Created on 21 Oct 2018  ·  14Comments  ·  Source: dotnet/AspNetCore.Docs

Issue description

The documentation for IHostedService.StopAsync doesn't explain what the parameter is used for and what happens when it is used. Will the host just ignore these services and quit anyway? Or is this just an indication that we should hurry up? I don't know what to do with this parameter in my IHostedService implementation.

Software versions

Check the .NET target framework(s) being used, and include the version number(s).

  • [x] .NET Core 2.1
  • [ ] .NET Framework
  • [ ] .NET Standard
P3 Source - Docs.ms

Most helpful comment

I opened https://github.com/aspnet/Docs/issues/9727 to add HostOptions to the Generic Host topic.

All 14 comments

@Tratcher

StopAsync is intended for a graceful shutdown. The cancellationToken is used to indicate that your grace period has expired, you should abort any remaining operations, and return promptly.

So if the ongoing tasks, even if I pass the cancellation on to them, won’t complete anytime soon, they’re still “allowed” to complete and won’t be left behind by not waiting anymore before terminating the process?

And as long as the cancellation token isn’t set, the host happily agrees with my service taking some time and there’s no need to hurry up and prefer ending things in an unsafe way?

That means that I’ll just block the StopAsync method as long as activity is still going on, not doing anything else, and only when the cancellation token is set, I’ll notify these tasks to hurry up. Is that correct? And in anyway, it takes as long as it takes.
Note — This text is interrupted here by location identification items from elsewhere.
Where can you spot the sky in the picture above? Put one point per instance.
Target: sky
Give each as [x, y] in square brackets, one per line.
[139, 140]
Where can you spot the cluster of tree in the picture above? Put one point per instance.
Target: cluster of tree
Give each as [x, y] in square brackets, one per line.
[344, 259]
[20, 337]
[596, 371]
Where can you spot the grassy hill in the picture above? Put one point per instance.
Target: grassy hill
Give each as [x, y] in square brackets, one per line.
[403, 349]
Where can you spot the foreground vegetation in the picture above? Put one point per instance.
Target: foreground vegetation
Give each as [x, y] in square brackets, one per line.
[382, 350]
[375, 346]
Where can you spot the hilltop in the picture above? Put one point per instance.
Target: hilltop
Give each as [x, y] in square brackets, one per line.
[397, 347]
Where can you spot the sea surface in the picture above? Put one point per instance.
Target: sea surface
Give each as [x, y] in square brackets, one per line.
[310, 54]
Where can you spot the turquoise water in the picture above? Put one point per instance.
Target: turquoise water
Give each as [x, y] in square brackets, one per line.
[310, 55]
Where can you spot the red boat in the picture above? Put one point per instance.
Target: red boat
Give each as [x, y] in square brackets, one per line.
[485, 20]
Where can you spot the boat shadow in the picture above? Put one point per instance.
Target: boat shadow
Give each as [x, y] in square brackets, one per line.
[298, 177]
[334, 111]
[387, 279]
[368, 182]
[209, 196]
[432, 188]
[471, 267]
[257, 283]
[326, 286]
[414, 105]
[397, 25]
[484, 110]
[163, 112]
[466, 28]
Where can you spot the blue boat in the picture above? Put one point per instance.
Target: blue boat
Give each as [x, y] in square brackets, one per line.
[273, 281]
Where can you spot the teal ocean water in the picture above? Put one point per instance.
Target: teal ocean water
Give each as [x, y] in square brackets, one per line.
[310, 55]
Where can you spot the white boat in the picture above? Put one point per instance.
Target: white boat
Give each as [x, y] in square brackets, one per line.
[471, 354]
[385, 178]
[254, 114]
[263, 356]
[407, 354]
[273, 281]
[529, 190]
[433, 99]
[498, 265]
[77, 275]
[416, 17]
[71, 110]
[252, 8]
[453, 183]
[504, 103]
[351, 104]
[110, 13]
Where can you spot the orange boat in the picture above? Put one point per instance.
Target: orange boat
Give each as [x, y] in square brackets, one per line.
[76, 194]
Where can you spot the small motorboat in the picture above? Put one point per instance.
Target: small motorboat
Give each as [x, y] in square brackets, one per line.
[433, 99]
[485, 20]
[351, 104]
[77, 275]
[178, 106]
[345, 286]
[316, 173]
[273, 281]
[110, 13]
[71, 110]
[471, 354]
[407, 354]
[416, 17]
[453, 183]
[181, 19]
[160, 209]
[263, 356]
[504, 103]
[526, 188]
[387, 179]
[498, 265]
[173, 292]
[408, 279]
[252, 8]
Right, the caller does not abandon tasks, it will wait for you.

FYI there's a default 5 second timeout the host sets on that cancellationToken.

Ok, thanks for the clarification. Might be helpful to read that in the documentation.

Thanks @ygoe ... I'll see what I can do here. I'm 🏃🏃🏃 at the moment, so it will probably take a few weeks (_or months!_ 😅). I'll get to this asap.

@Tratcher / @scottaddie do you know if there is any way to extend this 5 seconds time before the Cancellation is set to true?

@Tratcher thanks for the answer! I am using the IHost, thanks for the HostOptions reference, at the end I've used something like this :
services.AddSingleton<IOptions<HostOptions>>(provider => new OptionsWrapper<HostOptions>( new HostOptions() { ShutdownTimeout = TimeSpan.FromSeconds(long.Parse(GracefulPeriodInSeconds)) }));

I opened https://github.com/aspnet/Docs/issues/9727 to add HostOptions to the Generic Host topic.

services.Configure<HostOptions> should be sufficient.

Right, the caller does not abandon tasks, it will wait for you.

This is true for IHostedService, where your own implementation determines what happens. Note that for BackgroundService the implementation uses the cancellation token, resulting in a TaskCancelledException once shutdown is no longer graceful.

Hi,

I'm trying to test IHostedService.StopAsnc() method to understand more about. Can someone help me on how to trigger a situation where StopAsync() will execute.

The host has a timeout that will trip that CT, it's 5 seconds by default.